Pyrolysis-Gas Chromatography-High Resolution Mass Spectrometry with Soft Ionization for Increased Confidence of Polymer Characterization

Importance of the topic

Polymer characterization by pyrolysis-GC–MS is widely used for materials that resist dissolution, but conventional electron ionization often yields extensive fragmentation and limited molecular information. Soft ionization combined with high-resolution mass spectrometry addresses these limitations by preserving molecular ions and providing accurate mass data for structural elucidation, essential for analyzing sustainable plastics, recyclates, and complex polymeric formulations.

Objectives and Study Overview

This study compares classical pyrolysis-GC with EI-tandem quadrupole MS against pyrolysis with atmospheric pressure GC ionization (APGC) coupled to QToF MS. It evaluates the benefits of soft ionization and high-resolution accurate mass acquisition for polymer standards and biobased plastic bags, and highlights software tools for compound identification.

Methodology

Samples included polymer standards and commercial biobased plastic bags loaded into quartz-wool-filled capillaries and analyzed in triplicate on two platforms:

• Pyrolysis at up to 750 °C (20 °C/ms ramp) using a CDS 5000 pyrolyzer.
• Gas chromatographic separation on an Rtx-5MS column (30 m × 0.25 mm × 0.25 µm) with an oven gradient from 45 °C to 300 °C.
• Mass spectrometry data acquired in full-scan or MSE mode over m/z 10–1500.

Data processing and putative identification were performed with MassLynx 4.2 and MassFragment software.

Instrumentation

• CDS 5000 pyrolyzer
• Waters Xevo TQ-GC with EI source
• Waters Xevo G2-XS QTof with APGC source
• RESTEK Rtx-5MS GC column
• MassLynx 4.2 and MassFragment software

Main Results and Discussion

APGC-QToF produced more information-rich pyrograms, revealing additional peaks and higher oligomers (e.g., polystyrene tetramer at m/z 416.2504) not seen with EI. Soft ionization enabled detection of molecular ions such as protonated Nylon-6 pyrolysis products (m/z 194.2374) and erucamide in bioplastic samples.
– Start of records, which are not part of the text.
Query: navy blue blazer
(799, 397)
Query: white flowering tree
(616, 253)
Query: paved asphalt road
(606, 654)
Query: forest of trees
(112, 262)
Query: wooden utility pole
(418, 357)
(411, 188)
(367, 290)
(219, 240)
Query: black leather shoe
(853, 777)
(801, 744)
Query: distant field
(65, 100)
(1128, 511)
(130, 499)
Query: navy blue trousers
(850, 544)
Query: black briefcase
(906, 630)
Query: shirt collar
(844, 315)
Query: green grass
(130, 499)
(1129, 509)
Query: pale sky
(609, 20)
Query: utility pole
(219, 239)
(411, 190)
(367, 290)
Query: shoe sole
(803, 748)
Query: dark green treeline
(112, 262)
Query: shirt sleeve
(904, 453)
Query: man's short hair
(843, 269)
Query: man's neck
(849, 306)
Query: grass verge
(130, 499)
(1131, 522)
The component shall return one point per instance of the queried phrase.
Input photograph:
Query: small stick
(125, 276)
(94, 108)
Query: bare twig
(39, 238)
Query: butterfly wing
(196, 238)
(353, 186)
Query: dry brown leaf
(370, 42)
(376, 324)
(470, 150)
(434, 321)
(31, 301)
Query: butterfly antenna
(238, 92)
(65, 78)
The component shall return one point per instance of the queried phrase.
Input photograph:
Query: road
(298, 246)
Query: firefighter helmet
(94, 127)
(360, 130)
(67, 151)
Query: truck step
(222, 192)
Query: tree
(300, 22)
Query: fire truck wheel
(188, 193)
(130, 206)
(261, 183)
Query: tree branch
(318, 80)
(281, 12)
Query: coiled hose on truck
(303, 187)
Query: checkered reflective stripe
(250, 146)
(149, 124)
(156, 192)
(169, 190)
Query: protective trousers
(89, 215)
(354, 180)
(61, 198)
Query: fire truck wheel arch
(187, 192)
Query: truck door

MSE acquisition provided simultaneous low- and high-energy spectra, supporting accurate mass determination of precursors and fragments and facilitating structural elucidation of unknown compounds.

Benefits and Practical Applications

Key advantages include:

• Enhanced sensitivity and selectivity through molecular ion detection
• Time-efficient soft ionization without source replacement or reagent gases
• High-resolution accurate mass data for reliable elemental composition and structural insights
• Automated fragment assignment using MassFragment accelerates identification of unknowns

These features support detailed compositional analysis of post-consumer recyclates, industrial polymers, and biobased materials.

Future trends and applications

Continued integration of soft-ionization HRMS is expected to extend regulatory monitoring of additives and contaminants, advance library-free identification workflows, and combine with machine learning for automated polymer profiling. Development of expanded spectral databases and ambient pyrolysis interfaces may further improve throughput and applicability to diverse polymer waste streams.

Conclusion

Pyrolysis-APGC-QToF MS with soft ionization and MSE acquisition offers a powerful, time-efficient approach for confident polymer characterization. By preserving molecular ions and delivering accurate mass information for both precursors and fragments, this method overcomes the limitations of conventional EI-MS and streamlines the analysis of complex polymeric samples.

References

1. Welle F., Franz R. Recycling of Post-Consumer Packaging Materials into New Food Packaging Applications—Critical Review of the European Approach and Future Perspectives. Sustainability 2022;14:824.
2. Tsuge S., Ohtani H., Watanabe C. Pyrolysis-GC/MS Data Book of Synthetic Polymers. 2011.
3. Peacock P.M., McEwen C.N. Mass Spectrometry of Synthetic Polymers. Anal. Chem. 2006;78(12):3957–3964.
4. Stevens D.M., Cabovska B., Bailey A.E. Detection and Identification of Extractable Compounds from Polymers. Waters Application Note 720004211. 2012.
5. Hill A.W., Mortishire-Smith R.J. Automated Assignment of High-Resolution Collisionally Activated Dissociation Mass Spectra Using a Systematic Bond Disconnection Approach. Rapid Commun. Mass Spectrom. 2005;19(21):3111–3118.